Re: [tcljava-user] jacl 1.3.1 regexp

SourceForge Headquarters 225 Broadway Suite 1600 San Diego, CA 92101 +1 (858) 422-6466

Johannes Kleinlercher wrote:
> Hi all,
>
> I look for a way to parse an XML-File in IBMs wsadmin, which uses jacl
> 1.3.1 as a scripting language.
>
> I found a project called sa4was [1] on IBMs developerworks which does
> parsing XML with regexp. sa4was works with WebSpher 5.x (which used jacl
> 1.2.x) however in WebSphere 6.0 (which uses jacl 1.3.1) it doesn't work
> anymore.
>
> Some code in sa4was does the following:
>
> ============================================
>     while {[regexp {([^=]+)="([^"]*?)"(.*)} $restOfTag dontCare
> attributeName attributeValue restOfTag]} {
>         if {$attributeName == "id"} {
>             set idValue $attributeValue
>             break
>         }
>     }
> ============================================
>
> and there I get the error 
> "couldn't compile regular expression pattern: nested *?+"
>
>
> I found out that regexp changed in jacl 1.3.1 and non-greedy regexp
> (with this "*?" expression) doesn't work anymore.
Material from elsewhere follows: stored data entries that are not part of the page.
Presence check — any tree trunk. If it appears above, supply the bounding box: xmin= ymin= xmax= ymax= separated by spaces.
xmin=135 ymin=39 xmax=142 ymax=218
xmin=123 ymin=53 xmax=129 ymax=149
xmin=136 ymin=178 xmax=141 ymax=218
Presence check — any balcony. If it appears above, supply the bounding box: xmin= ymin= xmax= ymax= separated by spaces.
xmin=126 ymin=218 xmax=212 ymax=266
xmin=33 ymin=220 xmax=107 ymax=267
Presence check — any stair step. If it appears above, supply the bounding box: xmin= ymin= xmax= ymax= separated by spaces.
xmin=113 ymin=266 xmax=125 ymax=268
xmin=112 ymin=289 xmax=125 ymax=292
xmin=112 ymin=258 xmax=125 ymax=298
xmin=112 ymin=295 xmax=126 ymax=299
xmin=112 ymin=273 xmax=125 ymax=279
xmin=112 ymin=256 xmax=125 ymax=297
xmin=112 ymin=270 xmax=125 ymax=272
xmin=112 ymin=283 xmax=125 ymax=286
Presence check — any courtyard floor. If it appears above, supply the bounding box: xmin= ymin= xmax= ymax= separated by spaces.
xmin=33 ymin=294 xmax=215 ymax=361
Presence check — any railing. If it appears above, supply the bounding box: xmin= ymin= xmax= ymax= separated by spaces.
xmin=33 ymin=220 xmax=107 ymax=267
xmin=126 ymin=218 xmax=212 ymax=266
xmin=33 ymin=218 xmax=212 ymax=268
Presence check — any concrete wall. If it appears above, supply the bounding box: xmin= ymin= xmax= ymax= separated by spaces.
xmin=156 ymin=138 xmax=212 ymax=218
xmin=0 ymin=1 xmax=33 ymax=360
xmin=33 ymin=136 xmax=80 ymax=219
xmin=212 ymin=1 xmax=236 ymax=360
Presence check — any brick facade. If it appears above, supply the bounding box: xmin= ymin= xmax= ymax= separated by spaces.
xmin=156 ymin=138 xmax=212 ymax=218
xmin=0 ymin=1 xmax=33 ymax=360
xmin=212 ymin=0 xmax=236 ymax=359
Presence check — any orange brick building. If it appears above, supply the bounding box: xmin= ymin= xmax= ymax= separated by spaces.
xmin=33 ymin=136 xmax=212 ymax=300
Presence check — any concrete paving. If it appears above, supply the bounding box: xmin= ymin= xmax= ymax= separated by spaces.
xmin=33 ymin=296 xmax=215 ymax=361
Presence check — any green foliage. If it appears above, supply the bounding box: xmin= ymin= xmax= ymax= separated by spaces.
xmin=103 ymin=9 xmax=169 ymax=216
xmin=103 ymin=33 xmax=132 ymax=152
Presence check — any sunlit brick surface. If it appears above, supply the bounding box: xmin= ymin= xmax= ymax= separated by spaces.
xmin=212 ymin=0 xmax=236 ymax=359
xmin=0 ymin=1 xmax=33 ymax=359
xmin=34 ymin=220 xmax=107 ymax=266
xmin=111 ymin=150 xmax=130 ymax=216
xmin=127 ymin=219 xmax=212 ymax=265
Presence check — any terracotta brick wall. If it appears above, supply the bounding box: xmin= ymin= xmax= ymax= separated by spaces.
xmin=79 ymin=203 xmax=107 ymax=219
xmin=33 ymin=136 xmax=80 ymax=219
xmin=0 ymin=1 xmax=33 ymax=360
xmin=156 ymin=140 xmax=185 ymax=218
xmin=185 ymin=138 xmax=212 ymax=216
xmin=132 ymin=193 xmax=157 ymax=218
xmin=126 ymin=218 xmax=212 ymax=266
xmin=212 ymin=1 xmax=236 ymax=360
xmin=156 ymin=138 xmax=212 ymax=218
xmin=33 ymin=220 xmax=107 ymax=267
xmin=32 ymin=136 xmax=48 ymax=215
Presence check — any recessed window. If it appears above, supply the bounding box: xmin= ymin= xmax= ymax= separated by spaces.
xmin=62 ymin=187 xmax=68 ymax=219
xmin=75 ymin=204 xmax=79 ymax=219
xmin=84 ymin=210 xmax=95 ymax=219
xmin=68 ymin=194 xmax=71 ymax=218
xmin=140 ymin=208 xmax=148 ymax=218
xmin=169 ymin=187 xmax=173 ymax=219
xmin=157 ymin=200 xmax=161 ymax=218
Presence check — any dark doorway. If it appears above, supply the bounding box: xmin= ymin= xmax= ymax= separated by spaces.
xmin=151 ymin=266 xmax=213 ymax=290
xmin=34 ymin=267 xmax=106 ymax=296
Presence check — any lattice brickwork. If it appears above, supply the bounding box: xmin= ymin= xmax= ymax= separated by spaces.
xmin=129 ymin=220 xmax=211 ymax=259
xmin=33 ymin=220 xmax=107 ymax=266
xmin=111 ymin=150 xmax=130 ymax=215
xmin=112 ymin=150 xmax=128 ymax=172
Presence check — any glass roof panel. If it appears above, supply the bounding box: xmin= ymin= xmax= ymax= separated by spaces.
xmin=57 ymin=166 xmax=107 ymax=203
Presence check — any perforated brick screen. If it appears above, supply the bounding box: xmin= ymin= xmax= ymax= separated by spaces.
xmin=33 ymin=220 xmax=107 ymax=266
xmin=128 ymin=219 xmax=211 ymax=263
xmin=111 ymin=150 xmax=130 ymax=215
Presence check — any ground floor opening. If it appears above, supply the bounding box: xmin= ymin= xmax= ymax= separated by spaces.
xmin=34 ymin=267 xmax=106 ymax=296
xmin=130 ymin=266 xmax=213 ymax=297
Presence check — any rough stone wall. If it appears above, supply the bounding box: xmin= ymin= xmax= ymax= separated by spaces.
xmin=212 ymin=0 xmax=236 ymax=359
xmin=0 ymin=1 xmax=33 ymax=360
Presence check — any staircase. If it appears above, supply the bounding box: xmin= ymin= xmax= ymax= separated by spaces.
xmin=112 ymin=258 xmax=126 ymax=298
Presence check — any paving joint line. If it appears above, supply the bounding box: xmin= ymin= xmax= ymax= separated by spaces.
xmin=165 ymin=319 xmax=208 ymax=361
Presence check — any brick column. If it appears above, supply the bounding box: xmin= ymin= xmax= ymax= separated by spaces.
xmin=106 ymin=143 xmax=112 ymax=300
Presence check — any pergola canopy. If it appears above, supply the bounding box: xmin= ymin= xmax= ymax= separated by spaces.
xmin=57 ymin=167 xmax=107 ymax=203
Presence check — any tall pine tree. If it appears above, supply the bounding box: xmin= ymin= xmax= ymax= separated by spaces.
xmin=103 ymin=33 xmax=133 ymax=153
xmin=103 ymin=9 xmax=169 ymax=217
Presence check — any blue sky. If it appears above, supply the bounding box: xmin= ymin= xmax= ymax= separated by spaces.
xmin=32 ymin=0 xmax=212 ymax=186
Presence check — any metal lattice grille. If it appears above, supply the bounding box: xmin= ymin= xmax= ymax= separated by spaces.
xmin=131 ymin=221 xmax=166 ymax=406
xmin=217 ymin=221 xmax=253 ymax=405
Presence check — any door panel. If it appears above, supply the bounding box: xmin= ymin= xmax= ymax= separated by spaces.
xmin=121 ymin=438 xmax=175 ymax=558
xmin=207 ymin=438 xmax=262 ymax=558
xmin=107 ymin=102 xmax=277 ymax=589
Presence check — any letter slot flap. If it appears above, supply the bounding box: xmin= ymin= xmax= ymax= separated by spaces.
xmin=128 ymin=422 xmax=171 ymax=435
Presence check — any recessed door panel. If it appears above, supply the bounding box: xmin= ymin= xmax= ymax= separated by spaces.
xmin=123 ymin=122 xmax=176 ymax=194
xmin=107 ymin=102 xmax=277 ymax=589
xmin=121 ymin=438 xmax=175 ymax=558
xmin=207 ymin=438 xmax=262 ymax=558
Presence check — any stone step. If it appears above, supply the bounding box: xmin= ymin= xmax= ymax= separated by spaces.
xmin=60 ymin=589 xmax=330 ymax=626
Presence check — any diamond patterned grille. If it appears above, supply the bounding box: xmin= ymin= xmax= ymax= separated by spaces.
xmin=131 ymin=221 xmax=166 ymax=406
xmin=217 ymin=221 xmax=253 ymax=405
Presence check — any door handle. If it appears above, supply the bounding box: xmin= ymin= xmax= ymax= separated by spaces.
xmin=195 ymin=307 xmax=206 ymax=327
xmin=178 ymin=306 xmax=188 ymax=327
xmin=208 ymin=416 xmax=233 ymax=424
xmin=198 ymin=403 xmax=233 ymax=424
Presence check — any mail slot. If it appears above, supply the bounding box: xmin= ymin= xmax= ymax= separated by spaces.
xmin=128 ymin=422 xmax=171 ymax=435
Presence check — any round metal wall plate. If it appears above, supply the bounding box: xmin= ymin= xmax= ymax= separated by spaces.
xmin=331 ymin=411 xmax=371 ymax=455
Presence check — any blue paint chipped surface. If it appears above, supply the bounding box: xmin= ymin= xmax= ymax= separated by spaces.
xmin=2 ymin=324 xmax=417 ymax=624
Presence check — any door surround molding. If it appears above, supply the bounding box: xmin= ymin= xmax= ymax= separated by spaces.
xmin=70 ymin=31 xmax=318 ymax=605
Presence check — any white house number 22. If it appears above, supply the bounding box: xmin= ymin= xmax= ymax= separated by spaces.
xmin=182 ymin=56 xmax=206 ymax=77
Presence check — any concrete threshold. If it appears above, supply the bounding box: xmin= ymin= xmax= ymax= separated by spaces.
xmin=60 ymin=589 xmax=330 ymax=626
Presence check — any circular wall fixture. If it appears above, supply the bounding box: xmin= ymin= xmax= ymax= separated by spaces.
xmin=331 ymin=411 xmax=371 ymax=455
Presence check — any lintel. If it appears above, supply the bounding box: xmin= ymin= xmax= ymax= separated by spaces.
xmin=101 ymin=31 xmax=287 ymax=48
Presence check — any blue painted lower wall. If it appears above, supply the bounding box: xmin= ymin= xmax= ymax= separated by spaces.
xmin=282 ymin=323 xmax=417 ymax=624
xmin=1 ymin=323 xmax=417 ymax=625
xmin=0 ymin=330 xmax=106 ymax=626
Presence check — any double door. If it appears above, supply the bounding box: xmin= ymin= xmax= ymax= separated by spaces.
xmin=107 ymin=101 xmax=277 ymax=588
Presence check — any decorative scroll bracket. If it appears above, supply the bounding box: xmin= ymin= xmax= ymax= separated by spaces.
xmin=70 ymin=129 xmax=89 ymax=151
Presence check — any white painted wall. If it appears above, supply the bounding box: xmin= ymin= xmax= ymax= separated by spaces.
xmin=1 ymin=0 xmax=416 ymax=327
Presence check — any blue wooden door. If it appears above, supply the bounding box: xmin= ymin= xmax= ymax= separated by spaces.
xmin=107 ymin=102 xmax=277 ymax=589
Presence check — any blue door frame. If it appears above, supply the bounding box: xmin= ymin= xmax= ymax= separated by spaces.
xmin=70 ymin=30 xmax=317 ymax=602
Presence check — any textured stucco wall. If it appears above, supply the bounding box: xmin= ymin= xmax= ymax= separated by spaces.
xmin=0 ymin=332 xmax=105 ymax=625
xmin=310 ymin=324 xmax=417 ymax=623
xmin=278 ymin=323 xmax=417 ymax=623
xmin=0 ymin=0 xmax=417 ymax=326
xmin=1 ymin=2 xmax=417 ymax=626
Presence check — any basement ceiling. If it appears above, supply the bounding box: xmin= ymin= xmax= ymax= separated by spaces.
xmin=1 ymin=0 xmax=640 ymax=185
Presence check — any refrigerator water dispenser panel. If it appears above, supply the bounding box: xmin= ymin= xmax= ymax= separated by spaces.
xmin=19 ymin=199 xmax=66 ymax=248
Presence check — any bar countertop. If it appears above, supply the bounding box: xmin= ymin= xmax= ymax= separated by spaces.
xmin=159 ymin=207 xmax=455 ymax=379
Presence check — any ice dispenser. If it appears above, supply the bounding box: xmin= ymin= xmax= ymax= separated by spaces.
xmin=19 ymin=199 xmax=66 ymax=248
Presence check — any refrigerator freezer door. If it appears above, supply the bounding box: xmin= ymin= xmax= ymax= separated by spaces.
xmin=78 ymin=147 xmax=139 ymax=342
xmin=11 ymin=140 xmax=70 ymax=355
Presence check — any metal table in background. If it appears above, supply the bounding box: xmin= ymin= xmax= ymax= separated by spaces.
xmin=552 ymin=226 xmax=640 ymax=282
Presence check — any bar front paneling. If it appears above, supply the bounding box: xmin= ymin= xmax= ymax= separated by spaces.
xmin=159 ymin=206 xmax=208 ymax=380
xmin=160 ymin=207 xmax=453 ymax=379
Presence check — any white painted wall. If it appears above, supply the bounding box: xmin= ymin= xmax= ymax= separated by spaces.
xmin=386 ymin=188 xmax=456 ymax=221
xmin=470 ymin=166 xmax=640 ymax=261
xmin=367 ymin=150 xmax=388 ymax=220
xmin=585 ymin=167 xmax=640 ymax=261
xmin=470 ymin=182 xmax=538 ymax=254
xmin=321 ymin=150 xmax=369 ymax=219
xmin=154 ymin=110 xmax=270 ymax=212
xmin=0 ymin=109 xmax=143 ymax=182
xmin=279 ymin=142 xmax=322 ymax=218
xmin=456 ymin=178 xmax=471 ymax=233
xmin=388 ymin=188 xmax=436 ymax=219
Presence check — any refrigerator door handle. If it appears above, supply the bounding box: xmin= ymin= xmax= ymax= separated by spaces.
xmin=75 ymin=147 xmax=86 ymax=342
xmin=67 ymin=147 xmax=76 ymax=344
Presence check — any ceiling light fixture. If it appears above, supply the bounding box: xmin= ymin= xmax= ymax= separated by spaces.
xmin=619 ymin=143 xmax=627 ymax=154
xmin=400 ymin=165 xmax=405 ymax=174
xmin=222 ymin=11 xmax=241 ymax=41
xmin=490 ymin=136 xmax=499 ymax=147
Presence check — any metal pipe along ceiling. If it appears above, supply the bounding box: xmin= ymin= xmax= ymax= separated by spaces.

Is that right?  
>
> Questions:
> a) So are there workarounds for something like that? 
> b) Or are there some better ways to parse XML in jacl?
>   
Currently, there is no workaround except porting regexp code back to use 
the older Tcl 8.1
style regexp syntax. Very old versions of Jacl made use or the Oro 
regexp package, but it
was non free and had to be removed from Jacl.

But, lets back up a minute. I would not even suggest that you use regexp 
commands to parse
your XML code. Using a series of regexp call like that is going to be 
SLOW! There is just
no way around it, you would be much better off using a XML parsing 
engine written in Java.
There are lots and lot of them available. You could create your XML 
parser in Java and build
up a DOM in memory and then pass a handle to the DOM back to your Tcl 
scripts. It is actually
quite easy to examine and decode a DOM tree with Tcl code once you have 
your own utility
procs that examine subtrees and extract data from nodes.

I hope that helps
Mo DeJong